Two essays on Cauvin and the brilliant "Prigs and Puritans" constitute the core of Robinson's book. In the latter she effectively skewers the stereotype of Puritans as "characterized by . . . fear or hatred of the body, anxiety about sex, denigration of women." In a typical passage, Robinon presents a more profound and sympathetic understanding of the Puritan worldview, and asks us to consider that our own world may be far more cruel and priggish than the Puritans'.

"The belief that we are all sinners gives us excellent grounds for forgiveness and self-forgiveness, and is kindlier than any expectation that we might all be saints" once the bad ideas, words and people are identified and expunged. "Gross error survives every attempt at perfection," Robinson writes, adding: "No Calvinist could be surprised. No reader of history could be surprised."

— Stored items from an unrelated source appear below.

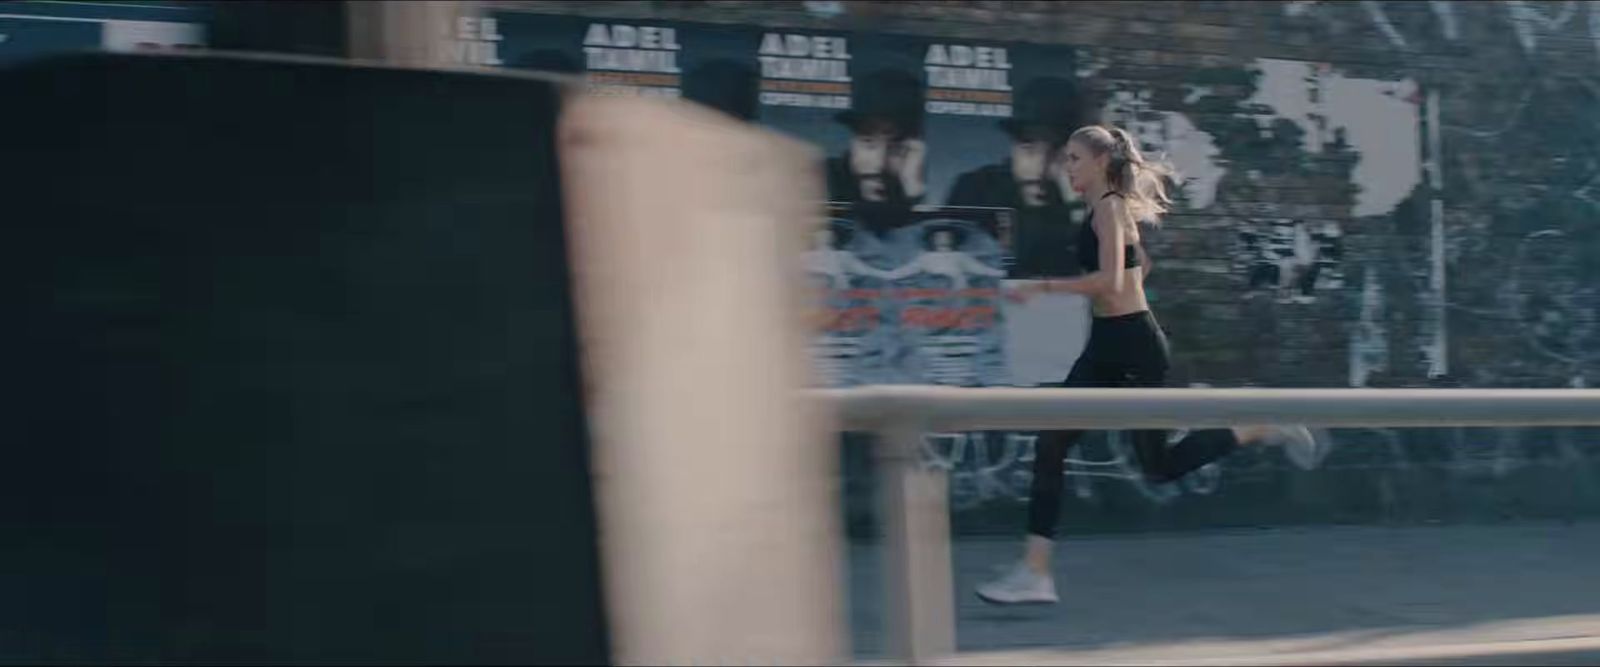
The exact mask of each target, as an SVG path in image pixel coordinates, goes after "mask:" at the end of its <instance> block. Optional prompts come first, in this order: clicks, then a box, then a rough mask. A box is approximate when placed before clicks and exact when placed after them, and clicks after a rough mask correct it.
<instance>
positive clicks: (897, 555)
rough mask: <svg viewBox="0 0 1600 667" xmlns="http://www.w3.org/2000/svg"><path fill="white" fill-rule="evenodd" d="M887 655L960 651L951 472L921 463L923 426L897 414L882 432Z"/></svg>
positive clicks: (942, 655)
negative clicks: (954, 585) (953, 522)
mask: <svg viewBox="0 0 1600 667" xmlns="http://www.w3.org/2000/svg"><path fill="white" fill-rule="evenodd" d="M874 451H875V454H877V457H878V470H880V472H882V475H883V478H882V485H880V488H882V491H880V494H882V496H880V507H882V525H883V533H885V563H883V566H885V582H886V595H888V600H886V601H888V605H885V621H886V622H885V625H886V629H888V653H890V656H891V657H894V659H901V661H904V662H906V664H920V662H926V661H928V659H931V657H938V656H947V654H950V653H955V597H954V582H952V579H954V576H952V568H950V512H949V494H947V493H949V478H947V473H946V472H944V470H942V469H936V467H930V465H923V464H922V456H920V453H922V427H920V425H918V422H917V421H914V419H906V417H896V419H893V421H890V422H886V424H883V425H880V427H878V430H877V443H875V448H874Z"/></svg>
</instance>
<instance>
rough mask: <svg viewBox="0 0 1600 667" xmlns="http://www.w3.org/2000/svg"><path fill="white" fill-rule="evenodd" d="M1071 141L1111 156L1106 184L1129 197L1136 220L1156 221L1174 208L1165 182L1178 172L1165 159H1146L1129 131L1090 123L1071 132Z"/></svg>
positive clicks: (1117, 193) (1139, 221) (1111, 125)
mask: <svg viewBox="0 0 1600 667" xmlns="http://www.w3.org/2000/svg"><path fill="white" fill-rule="evenodd" d="M1069 141H1077V142H1078V144H1082V146H1083V147H1086V149H1090V150H1091V152H1093V154H1094V155H1096V157H1099V155H1110V160H1107V162H1106V187H1109V189H1110V192H1117V194H1120V195H1122V198H1123V200H1126V203H1128V213H1130V214H1133V219H1134V221H1138V222H1149V224H1155V222H1157V221H1158V219H1160V216H1162V214H1163V213H1166V211H1168V210H1171V205H1173V198H1171V197H1168V195H1166V184H1168V181H1176V179H1178V173H1176V171H1174V170H1173V166H1171V165H1168V163H1166V162H1163V160H1150V158H1146V157H1144V154H1142V152H1141V150H1139V142H1138V141H1134V139H1133V136H1131V134H1128V131H1126V130H1123V128H1118V126H1112V125H1090V126H1083V128H1078V130H1077V131H1075V133H1072V138H1070V139H1069Z"/></svg>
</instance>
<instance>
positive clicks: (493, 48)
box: [344, 0, 501, 67]
mask: <svg viewBox="0 0 1600 667" xmlns="http://www.w3.org/2000/svg"><path fill="white" fill-rule="evenodd" d="M344 5H346V13H347V21H349V32H350V58H355V59H365V61H384V62H389V64H397V66H403V67H493V66H499V64H501V62H499V56H498V43H499V30H498V27H496V26H494V21H493V19H485V18H483V6H482V3H478V2H467V0H427V2H410V0H354V2H346V3H344Z"/></svg>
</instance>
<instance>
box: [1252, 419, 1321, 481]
mask: <svg viewBox="0 0 1600 667" xmlns="http://www.w3.org/2000/svg"><path fill="white" fill-rule="evenodd" d="M1266 440H1267V441H1269V443H1272V445H1282V446H1283V456H1286V457H1288V459H1290V462H1293V464H1294V467H1298V469H1301V470H1310V469H1315V467H1317V464H1318V462H1322V461H1318V459H1320V457H1322V456H1320V454H1322V451H1320V449H1322V446H1320V445H1318V443H1317V438H1315V437H1314V435H1310V429H1306V427H1304V425H1277V427H1272V430H1270V433H1269V435H1267V437H1266Z"/></svg>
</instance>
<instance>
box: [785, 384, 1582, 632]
mask: <svg viewBox="0 0 1600 667" xmlns="http://www.w3.org/2000/svg"><path fill="white" fill-rule="evenodd" d="M810 397H811V398H814V400H822V401H827V403H829V405H830V406H832V408H834V411H835V414H837V416H838V417H840V425H842V427H843V429H845V430H872V432H875V433H877V435H878V443H877V459H878V464H880V467H883V472H885V475H883V477H882V480H883V486H882V497H880V504H882V517H883V526H885V533H886V541H885V547H886V553H885V557H886V563H885V565H886V574H888V577H886V587H888V590H886V595H888V606H886V613H888V619H886V627H888V630H890V645H888V648H890V653H891V656H894V657H896V659H899V661H904V662H910V664H917V662H925V661H928V659H938V657H941V656H947V654H950V653H954V651H955V598H954V589H952V573H950V529H949V499H947V478H946V472H944V470H941V469H938V467H930V465H923V464H922V461H920V459H918V454H917V453H918V448H920V441H922V437H923V433H926V432H936V430H1051V429H1102V430H1110V429H1197V427H1200V429H1206V427H1229V425H1245V424H1304V425H1310V427H1459V425H1477V427H1494V425H1600V390H1594V389H1016V387H986V389H957V387H928V385H872V387H853V389H818V390H811V392H810Z"/></svg>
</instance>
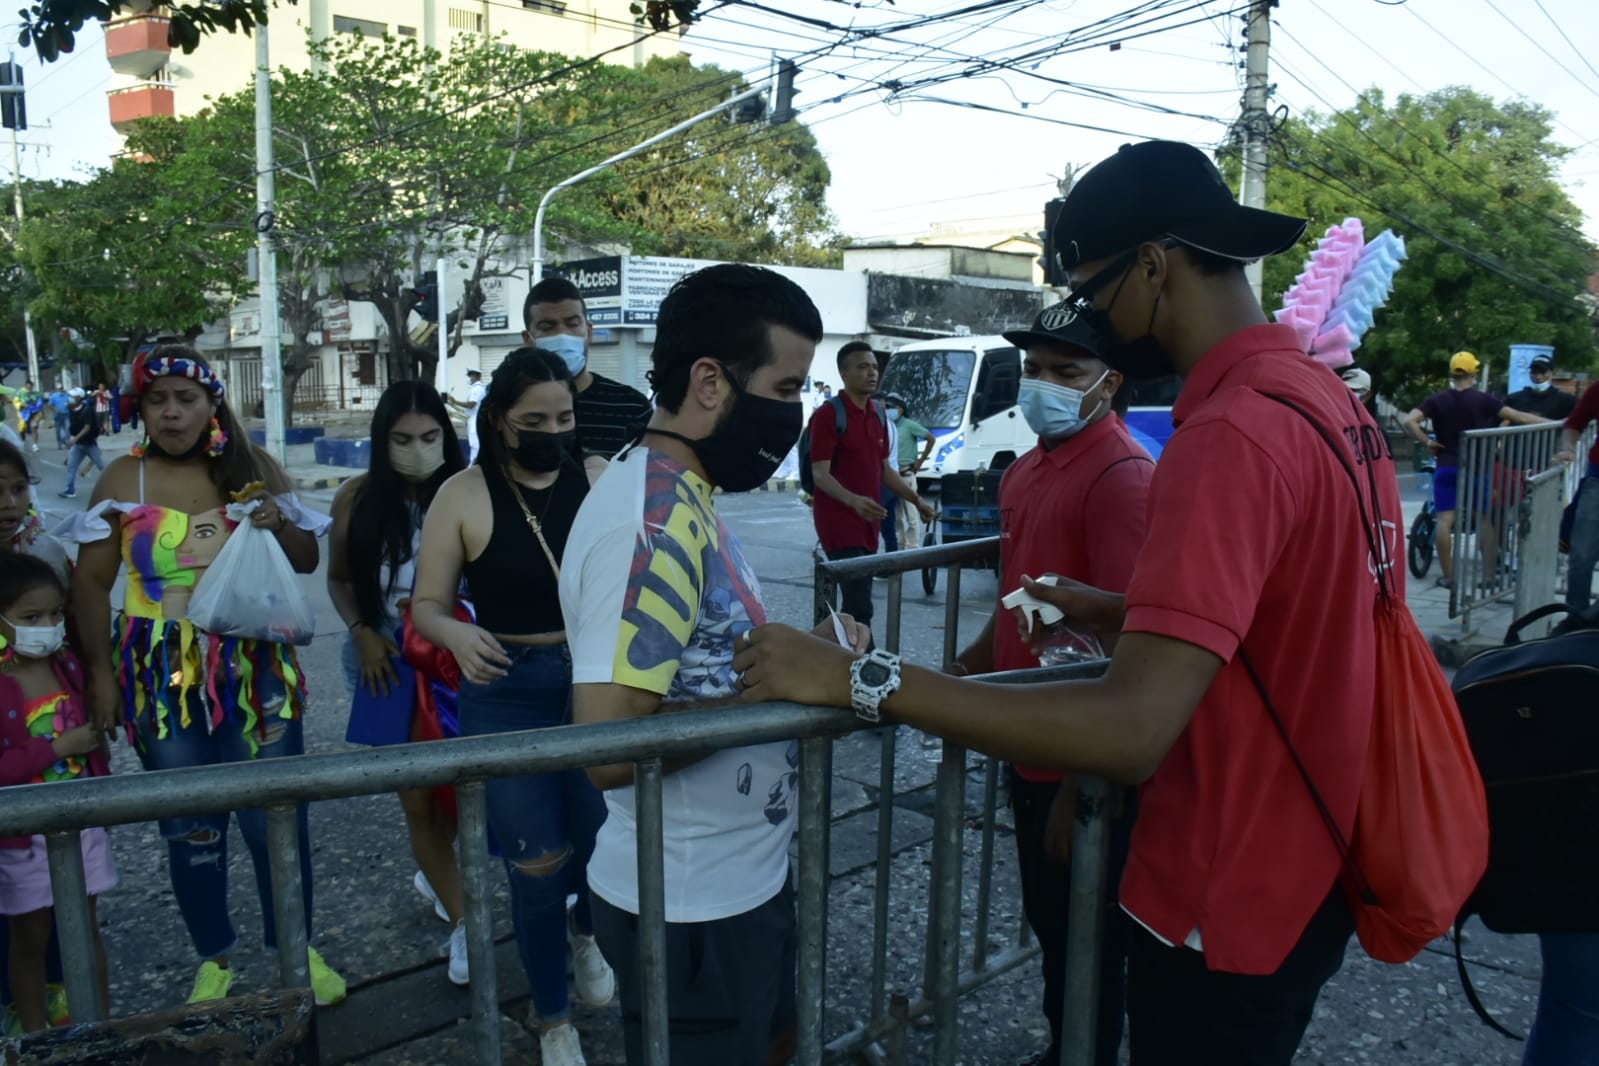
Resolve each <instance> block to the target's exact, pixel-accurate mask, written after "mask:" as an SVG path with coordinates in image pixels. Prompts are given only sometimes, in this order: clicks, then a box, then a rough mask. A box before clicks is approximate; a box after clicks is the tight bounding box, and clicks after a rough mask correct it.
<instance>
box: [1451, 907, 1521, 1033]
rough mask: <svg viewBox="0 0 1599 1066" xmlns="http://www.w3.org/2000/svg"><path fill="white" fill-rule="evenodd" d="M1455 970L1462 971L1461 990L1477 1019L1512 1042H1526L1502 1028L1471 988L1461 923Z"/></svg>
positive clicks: (1458, 932) (1469, 976) (1470, 976)
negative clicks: (1521, 1041) (1462, 947)
mask: <svg viewBox="0 0 1599 1066" xmlns="http://www.w3.org/2000/svg"><path fill="white" fill-rule="evenodd" d="M1455 969H1457V970H1460V988H1463V989H1465V992H1466V1002H1468V1004H1471V1008H1473V1010H1474V1012H1477V1018H1482V1021H1484V1024H1487V1028H1490V1029H1493V1031H1495V1032H1500V1034H1503V1036H1508V1037H1509V1039H1511V1040H1525V1039H1527V1037H1524V1036H1521V1034H1517V1032H1511V1031H1509V1029H1506V1028H1505V1026H1501V1024H1500V1023H1498V1020H1497V1018H1495V1016H1493V1015H1490V1013H1489V1008H1487V1007H1484V1005H1482V1000H1481V999H1477V989H1476V988H1473V986H1471V975H1469V973H1468V972H1466V959H1465V956H1461V954H1460V922H1455Z"/></svg>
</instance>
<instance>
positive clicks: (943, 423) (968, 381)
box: [879, 350, 977, 430]
mask: <svg viewBox="0 0 1599 1066" xmlns="http://www.w3.org/2000/svg"><path fill="white" fill-rule="evenodd" d="M975 368H977V353H975V352H961V350H950V352H895V353H894V355H891V356H889V369H887V372H886V374H884V376H883V384H881V385H879V388H881V392H884V393H894V395H897V396H902V398H903V400H905V416H907V417H910V419H911V420H915V422H921V424H923V425H926V427H927V428H929V430H955V428H959V427H961V425H963V424H964V422H966V396H967V393H969V392H971V385H972V371H974V369H975Z"/></svg>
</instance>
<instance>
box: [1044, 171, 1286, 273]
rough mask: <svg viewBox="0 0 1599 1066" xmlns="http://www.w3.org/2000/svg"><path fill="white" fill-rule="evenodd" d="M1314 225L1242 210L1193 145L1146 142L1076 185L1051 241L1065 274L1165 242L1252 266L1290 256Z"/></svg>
mask: <svg viewBox="0 0 1599 1066" xmlns="http://www.w3.org/2000/svg"><path fill="white" fill-rule="evenodd" d="M1306 225H1308V221H1306V219H1297V217H1294V216H1289V214H1276V213H1274V211H1262V209H1258V208H1246V206H1241V205H1239V203H1238V201H1236V200H1234V198H1233V190H1231V189H1228V185H1226V181H1223V179H1222V171H1218V169H1217V168H1215V163H1212V161H1210V157H1207V155H1206V153H1204V152H1201V150H1199V149H1196V147H1193V145H1191V144H1182V142H1178V141H1143V142H1142V144H1124V145H1121V149H1119V150H1118V152H1116V155H1113V157H1110V158H1107V160H1102V161H1100V163H1099V165H1097V166H1094V169H1091V171H1089V173H1087V174H1084V176H1083V179H1081V181H1078V184H1076V185H1073V187H1071V192H1070V193H1068V195H1067V203H1065V205H1063V206H1062V208H1060V217H1059V219H1057V221H1055V227H1054V232H1052V233H1051V240H1052V243H1054V249H1055V254H1057V256H1059V262H1060V265H1062V268H1065V270H1070V268H1071V267H1076V265H1079V264H1084V262H1094V261H1095V259H1103V257H1105V256H1115V254H1116V253H1121V251H1127V249H1129V248H1134V246H1137V245H1140V243H1143V241H1146V240H1154V238H1159V237H1172V238H1175V240H1178V241H1182V243H1183V245H1188V246H1190V248H1198V249H1199V251H1207V253H1212V254H1215V256H1223V257H1226V259H1238V261H1241V262H1249V261H1252V259H1265V257H1266V256H1276V254H1278V253H1284V251H1287V249H1289V248H1292V246H1294V245H1295V243H1298V238H1300V237H1302V235H1303V233H1305V227H1306Z"/></svg>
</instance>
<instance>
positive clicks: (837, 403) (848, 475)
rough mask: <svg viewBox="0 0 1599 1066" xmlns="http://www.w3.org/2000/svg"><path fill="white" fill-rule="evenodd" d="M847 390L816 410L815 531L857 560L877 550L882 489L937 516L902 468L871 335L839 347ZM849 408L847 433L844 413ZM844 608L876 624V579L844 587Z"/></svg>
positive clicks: (843, 388) (841, 558)
mask: <svg viewBox="0 0 1599 1066" xmlns="http://www.w3.org/2000/svg"><path fill="white" fill-rule="evenodd" d="M838 374H839V377H843V379H844V388H843V395H839V396H835V398H830V400H827V401H825V403H822V404H820V406H819V408H817V409H815V411H814V412H812V414H811V471H812V476H814V479H815V502H814V505H812V507H814V518H815V535H817V539H819V540H820V542H822V551H825V553H827V558H828V559H855V558H860V556H863V555H873V553H875V551H876V550H878V535H879V531H881V527H883V518H884V516H886V515H887V510H886V508H884V507H883V503H881V497H883V487H884V486H887V489H889V491H891V492H894V494H895V495H899V497H900V499H902V500H908V502H910V503H911V505H913V507H915V508H916V510H918V511H921V518H923V521H932V505H929V503H927V502H924V500H923V499H921V497H919V495H916V486H915V483H911V481H907V479H905V478H902V476H900V473H899V465H897V462H895V457H894V451H895V443H894V441H895V438H894V436H892V432H891V428H889V422H887V414H886V412H884V409H883V404H879V403H878V401H875V400H873V398H871V393H875V392H876V390H878V356H876V353H873V352H871V345H870V344H867V342H865V340H851V342H849V344H846V345H844V347H843V348H839V350H838ZM839 412H843V414H844V432H843V433H839V432H838V416H839ZM839 591H841V593H843V601H844V614H851V615H854V617H855V620H857V622H860V623H862V625H871V579H870V577H863V579H859V580H851V582H843V583H841V585H839Z"/></svg>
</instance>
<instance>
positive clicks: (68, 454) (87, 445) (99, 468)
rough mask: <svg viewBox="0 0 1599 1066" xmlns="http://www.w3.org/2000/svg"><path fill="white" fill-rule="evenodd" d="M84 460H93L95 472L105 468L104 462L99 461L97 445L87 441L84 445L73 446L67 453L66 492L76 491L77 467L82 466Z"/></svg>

Ideologues of all stripes are likely to be enraged by this book--which seems like poetic justice to me. But if readers are willing to engage a book that may chip away at their ignorance and challenge their most dearly held assumptions and stereotypes, then Robinson's book will do its work. She forces us to look at ourselves in a new light: to see our lamentable tendency to "visit our sins upon the fathers," and to carp at each other over bits of language.

In a brilliant passage in "Prigs and Puritans" she analyses the public assault that a younger woman makes on an elderly man over a term that she perceives as "ethnocentric." Robinson concludes: "I have not yet found a Puritan whose Calvinism was so decayed that he or she would say to another soul, I am within the kingdom of the elect and you are outside it. But translated into the terms of contemporary understanding . . . that is what that woman said to that man."

Robinson's book is a valuable contribution to American life and letters. Still, I wish she would write another novel.